The 2023 Mercedes-AMG SL 43 convertible uses the Mercedes-Benz M139 engine, which features the integrated Garrett Motion EAT.

=== Volkswagen TDI ===
The TDI line used by the Audi brand has seen 4.0 V8 TDI 310-320kW, used on the Audi SQ7 and more. It has 2 turbochargers and 1 electric supercharger.

=== Volvo ===
In 2010, Volvo started to experiment with electrically assisted turbochargers. The result was unveiled in 2014, a 450hp 2.0L High Performance Drive-E Powertrain Concept engine, which used a 48-volt electrical system for the electric booster. The engine has three turbos, with the electric "turbo" driving the exhaust turbines of the twin-turbo. Despite initial reports that the Volvo XC90 T6 would have a related improvement, only the 2016 Volvo XC90 T8 actually received a Twin Engine starter-generator-supercharger in addition to the mechanical twincharger arrangement.

In 2019, Volvo reiterated plans to replace the mechanical supercharger with an electric one.

=== Porsche ===

In May 2024, the German auto manufacturer Porsche revealed a new version of the Porsche 911 GTS, which used a 3.6 L flat-six engine coupled with an electric turbocharger, dubbed the eTurbo. The 1.9 kWh battery generates 11 kW of electrical power, and is situated directly between the turbine wheel and the engine's compressor. The electric motor working with the transmission allows the turbocharger to spool up almost instantly, and boost pressure builds within a very short time while simultaneously reducing turbo lag. Torque, while not instant like in fully electric vehicles, is produced at a much lower RPM in comparison to the 911's gas powered models.

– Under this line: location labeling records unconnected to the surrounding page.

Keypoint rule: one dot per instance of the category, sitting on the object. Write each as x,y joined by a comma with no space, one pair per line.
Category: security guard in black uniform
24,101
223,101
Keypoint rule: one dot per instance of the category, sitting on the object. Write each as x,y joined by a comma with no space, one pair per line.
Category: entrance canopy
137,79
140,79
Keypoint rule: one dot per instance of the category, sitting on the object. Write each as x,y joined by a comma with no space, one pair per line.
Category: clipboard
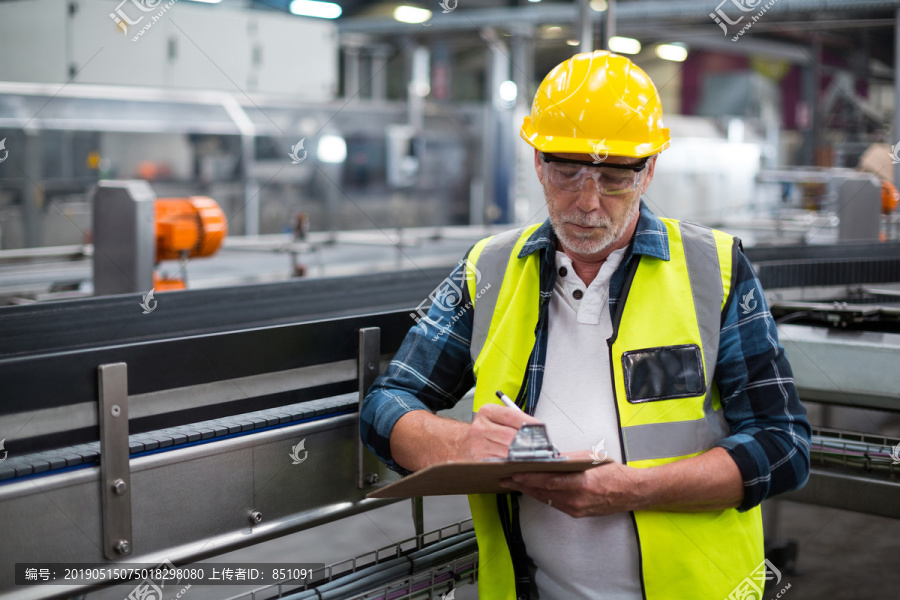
529,452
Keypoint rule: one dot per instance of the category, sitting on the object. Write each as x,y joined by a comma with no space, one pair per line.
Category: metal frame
115,472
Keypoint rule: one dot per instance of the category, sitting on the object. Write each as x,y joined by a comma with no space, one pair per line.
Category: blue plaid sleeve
770,433
432,369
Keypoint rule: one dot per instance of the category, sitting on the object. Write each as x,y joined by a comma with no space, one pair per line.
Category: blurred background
272,163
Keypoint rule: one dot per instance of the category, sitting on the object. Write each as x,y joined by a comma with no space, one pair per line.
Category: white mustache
586,221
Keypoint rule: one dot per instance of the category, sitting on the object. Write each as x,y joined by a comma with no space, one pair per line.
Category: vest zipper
616,319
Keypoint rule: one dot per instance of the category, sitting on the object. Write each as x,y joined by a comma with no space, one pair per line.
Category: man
644,338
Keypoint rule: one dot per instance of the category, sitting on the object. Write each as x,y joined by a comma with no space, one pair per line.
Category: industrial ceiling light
331,149
508,92
624,45
316,8
675,52
411,14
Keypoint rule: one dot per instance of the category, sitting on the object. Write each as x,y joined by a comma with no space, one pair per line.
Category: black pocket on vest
663,373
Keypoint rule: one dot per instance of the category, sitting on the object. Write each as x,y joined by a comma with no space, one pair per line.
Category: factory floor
841,554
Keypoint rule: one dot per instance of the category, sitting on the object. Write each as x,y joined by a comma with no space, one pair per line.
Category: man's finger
503,415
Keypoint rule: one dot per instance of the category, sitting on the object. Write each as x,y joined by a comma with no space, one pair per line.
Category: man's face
586,221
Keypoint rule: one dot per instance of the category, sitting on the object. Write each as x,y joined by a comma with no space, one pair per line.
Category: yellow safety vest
667,321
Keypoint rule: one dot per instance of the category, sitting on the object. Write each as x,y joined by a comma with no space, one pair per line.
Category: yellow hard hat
597,102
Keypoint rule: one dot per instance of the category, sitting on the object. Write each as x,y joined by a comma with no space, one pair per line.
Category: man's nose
589,195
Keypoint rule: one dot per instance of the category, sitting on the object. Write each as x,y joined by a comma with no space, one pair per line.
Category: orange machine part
191,227
889,197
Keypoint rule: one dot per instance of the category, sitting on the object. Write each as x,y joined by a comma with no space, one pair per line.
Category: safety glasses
611,179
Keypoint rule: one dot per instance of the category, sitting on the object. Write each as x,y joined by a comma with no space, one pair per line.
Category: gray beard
586,244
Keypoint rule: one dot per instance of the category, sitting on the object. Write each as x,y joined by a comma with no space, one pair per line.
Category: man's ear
539,166
651,169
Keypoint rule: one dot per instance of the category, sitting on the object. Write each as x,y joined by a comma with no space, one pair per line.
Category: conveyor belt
853,471
85,455
93,322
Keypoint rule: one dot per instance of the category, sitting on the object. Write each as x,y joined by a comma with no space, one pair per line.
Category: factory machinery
228,417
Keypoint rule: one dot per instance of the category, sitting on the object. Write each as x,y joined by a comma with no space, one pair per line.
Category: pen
505,400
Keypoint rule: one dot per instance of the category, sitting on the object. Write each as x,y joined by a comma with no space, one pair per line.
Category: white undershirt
591,557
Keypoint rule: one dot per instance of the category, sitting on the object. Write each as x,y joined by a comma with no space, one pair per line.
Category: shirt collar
650,237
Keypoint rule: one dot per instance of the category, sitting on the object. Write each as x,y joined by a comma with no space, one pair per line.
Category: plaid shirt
770,435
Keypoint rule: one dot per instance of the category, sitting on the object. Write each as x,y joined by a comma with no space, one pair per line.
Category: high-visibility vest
663,354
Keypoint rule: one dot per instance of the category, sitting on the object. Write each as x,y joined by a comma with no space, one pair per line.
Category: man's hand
708,481
420,438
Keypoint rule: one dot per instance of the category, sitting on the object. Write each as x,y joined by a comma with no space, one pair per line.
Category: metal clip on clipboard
532,443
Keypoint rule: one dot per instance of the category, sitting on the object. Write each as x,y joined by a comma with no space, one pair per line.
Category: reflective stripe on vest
671,309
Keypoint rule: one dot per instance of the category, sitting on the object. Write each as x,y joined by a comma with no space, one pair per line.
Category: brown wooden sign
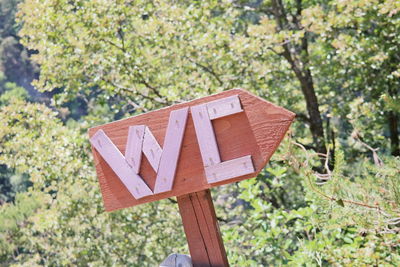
186,148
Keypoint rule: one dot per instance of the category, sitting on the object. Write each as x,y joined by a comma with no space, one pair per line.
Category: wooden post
202,231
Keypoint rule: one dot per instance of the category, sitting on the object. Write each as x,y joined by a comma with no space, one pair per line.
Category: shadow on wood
202,231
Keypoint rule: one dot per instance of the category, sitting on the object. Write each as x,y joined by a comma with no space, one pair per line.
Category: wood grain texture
257,132
224,107
202,231
171,150
133,151
152,149
205,135
229,169
117,162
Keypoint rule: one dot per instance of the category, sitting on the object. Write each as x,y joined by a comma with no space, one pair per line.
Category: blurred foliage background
329,197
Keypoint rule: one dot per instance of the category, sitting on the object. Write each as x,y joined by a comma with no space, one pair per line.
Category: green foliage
106,60
60,219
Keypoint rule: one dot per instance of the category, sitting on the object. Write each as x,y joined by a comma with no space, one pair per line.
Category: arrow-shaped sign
188,147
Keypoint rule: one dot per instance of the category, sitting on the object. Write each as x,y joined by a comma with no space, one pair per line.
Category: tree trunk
316,126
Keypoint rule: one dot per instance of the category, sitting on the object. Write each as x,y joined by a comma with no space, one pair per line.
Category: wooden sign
186,148
183,150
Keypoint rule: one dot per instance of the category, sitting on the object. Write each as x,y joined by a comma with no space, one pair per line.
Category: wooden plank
205,135
229,169
133,151
202,230
151,149
114,158
224,107
171,150
257,132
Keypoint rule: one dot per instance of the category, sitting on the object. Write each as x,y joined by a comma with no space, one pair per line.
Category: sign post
183,151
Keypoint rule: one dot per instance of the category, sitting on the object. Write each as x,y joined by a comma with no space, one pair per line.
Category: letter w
140,139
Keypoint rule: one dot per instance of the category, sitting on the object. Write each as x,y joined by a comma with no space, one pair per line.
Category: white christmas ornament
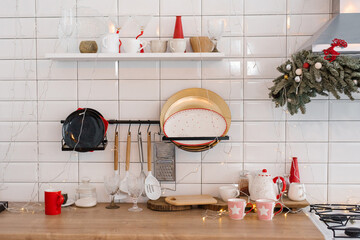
318,65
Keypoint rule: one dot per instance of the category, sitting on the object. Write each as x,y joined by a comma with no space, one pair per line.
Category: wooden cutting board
185,200
161,205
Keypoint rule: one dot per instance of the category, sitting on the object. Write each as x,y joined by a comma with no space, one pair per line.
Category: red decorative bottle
294,171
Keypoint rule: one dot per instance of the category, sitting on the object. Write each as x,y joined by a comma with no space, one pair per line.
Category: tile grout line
37,108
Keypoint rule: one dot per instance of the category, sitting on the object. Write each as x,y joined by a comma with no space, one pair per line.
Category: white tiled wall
35,94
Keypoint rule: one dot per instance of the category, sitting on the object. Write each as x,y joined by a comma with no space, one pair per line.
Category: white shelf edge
133,56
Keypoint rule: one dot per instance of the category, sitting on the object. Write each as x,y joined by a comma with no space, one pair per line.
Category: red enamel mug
53,201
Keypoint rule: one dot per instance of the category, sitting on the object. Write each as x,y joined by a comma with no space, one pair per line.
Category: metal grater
164,158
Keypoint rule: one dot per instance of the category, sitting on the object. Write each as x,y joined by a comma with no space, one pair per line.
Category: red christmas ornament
294,171
178,32
330,53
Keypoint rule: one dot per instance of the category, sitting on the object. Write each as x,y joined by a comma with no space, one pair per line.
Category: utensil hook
139,132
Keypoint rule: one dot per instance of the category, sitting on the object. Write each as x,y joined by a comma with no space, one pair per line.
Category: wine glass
67,24
135,188
215,30
112,187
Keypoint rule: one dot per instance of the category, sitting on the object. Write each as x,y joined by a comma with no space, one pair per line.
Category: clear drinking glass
135,188
216,30
67,24
112,187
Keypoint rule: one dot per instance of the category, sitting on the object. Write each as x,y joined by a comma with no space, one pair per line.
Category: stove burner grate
337,222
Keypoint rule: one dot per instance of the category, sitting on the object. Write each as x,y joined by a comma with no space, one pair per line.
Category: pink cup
265,209
236,208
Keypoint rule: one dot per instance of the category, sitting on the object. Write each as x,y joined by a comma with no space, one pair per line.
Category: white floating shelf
133,56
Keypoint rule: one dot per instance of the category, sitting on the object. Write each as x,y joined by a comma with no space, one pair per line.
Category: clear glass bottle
86,194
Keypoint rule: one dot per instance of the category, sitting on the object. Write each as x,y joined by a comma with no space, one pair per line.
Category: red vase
294,171
178,32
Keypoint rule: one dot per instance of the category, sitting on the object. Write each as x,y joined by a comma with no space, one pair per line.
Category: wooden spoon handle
116,152
128,147
149,151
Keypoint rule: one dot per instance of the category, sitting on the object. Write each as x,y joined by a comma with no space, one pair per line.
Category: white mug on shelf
177,45
110,43
133,45
297,192
227,192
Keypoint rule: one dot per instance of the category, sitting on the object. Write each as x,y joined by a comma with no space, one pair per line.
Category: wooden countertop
104,224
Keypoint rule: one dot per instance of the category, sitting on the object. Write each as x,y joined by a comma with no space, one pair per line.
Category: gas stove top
342,219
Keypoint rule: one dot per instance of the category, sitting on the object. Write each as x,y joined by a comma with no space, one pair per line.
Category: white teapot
263,186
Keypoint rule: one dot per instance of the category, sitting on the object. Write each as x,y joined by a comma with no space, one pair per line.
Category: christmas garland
309,74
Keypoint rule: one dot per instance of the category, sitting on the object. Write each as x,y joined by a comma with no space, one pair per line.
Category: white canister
133,45
177,45
227,192
297,192
110,43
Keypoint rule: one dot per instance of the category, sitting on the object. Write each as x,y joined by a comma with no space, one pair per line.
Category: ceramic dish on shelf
194,123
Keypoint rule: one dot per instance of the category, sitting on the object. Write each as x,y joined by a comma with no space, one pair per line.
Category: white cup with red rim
265,209
236,207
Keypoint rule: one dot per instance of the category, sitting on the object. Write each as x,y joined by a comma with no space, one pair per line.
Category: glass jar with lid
86,194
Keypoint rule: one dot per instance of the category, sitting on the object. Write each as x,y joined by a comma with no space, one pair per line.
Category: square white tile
139,89
264,131
17,90
267,7
180,70
260,46
223,7
306,24
98,90
262,110
139,7
266,25
264,152
184,7
307,131
21,8
18,152
221,172
139,70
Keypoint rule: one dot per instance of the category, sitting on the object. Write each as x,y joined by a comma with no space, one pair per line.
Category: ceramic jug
263,186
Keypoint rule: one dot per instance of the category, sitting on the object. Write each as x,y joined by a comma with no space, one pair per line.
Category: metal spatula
119,195
123,183
152,185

Emissions produced by the eTurbo are significantly lower than the petrol models of the 911. In addition, power produced is significantly higher, and according to Porsche, a single electrically assisted turbocharger was sufficient. Moreover, the eight-speed PDK (see dual-clutch transmission) used was re-engineered to accommodate for the significant increase in torque due to the electric motor.

=== Abandoned ===
In the late 1990s, Turbodyne also investigated EAT designs.

== Related devices ==
An electric supercharger also uses an electric motor to power the compressor, however the electric motor is the sole power source in an electric supercharger.

A turbocharger that can divert some of the exhaust gas to produce electricity (using the vehicle's alternator) is sometimes called a hybrid turbocharger.

Hybrid turbo can also refer to an aftermarket modification that puts upgraded internals in an existing housing.